Not sure how many generations the yeast went through. I didn't ask.

I did keep some beer on top of the yeast. When I got it it was all very liquid and murky but after it chilled everything separated. There was about 2.5 inches of beer to 5 inches of yeast but it was VERY clumpy and dry when I added it to my starter. Does that mean it was dead?
 
What I have left is now basically the consistency of canned cranberry sauce. I'm guessing this isn't good.

I guess I need to do some more reading about yeast. Should I spring for another vial and hope for the best?
 
What I have left is now basically the consistency of canned cranberry sauce. I'm guessing this isn't good.

I guess I need to do some more reading about yeast. Should I spring for another vial and hope for the best?

I'm assuming that, with 1968, you're doing an ESB or something similar.

At this point, I'd try to save it by pitching a packet of S-04 dry yeast on the batch. I've done an ESB before (one of my favorite styles) with S-04, fermented it at 65*F and it turned out great. If you try to stick with 1968, are you wanting to pitch two packs or take the time to make a starter?

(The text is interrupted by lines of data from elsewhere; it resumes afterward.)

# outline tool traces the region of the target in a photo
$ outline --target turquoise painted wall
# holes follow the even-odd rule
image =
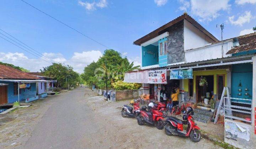
[[[0,83],[8,84],[7,87],[7,95],[8,103],[13,103],[18,101],[18,95],[14,95],[14,82],[11,82],[0,81]],[[22,89],[20,93],[20,100],[25,100],[27,98],[31,98],[36,96],[36,83],[30,83],[31,89]]]
[[[232,65],[231,81],[231,97],[252,99],[252,65],[250,63],[246,63]],[[239,86],[240,82],[241,84],[241,87]],[[245,90],[246,88],[248,89],[248,90],[247,91]],[[241,89],[241,92],[238,91],[239,89]],[[246,93],[248,93],[249,95],[246,95]],[[239,93],[241,93],[241,95],[239,95]],[[244,101],[244,100],[238,101]]]
[[[164,42],[167,40],[167,38],[164,38],[163,39],[158,40],[158,55],[159,55],[159,65],[160,67],[164,67],[167,66],[167,54],[163,54],[160,55],[160,43],[163,43],[162,45],[162,53],[164,54],[165,52],[164,50],[167,49],[164,49]]]
[[[158,46],[149,45],[146,46],[142,46],[142,67],[153,65],[158,64]],[[155,54],[155,57],[153,55],[147,53],[144,51],[150,51]]]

I'm giving 1968 a go next ESB batch (smack-pack is in the fridge) since I've heard so much good about it, but in this situation, I'd go into "rescue mode".
 
*UPDATE*

Well, I took all of your advice and purchased some dry yeast only to come home and find the beer at high krausen! This is by far the longest lag time I've ever experienced with yeast. 3 full days before any activity. Hopefully the beer still comes out ok.

Thanks for all your help!
 
*UPDATE*

Well, I took all of your advice and purchased some dry yeast only to come home and find the beer at high krausen! This is by far the longest lag time I've ever experienced with yeast. 3 full days before any activity. Hopefully the beer still comes out ok.

Thanks for all your help!

Good to hear.

If you stick the dry yeast in the fridge, it will only lose 4% of its viability each year. It's nice to have some handy just in case.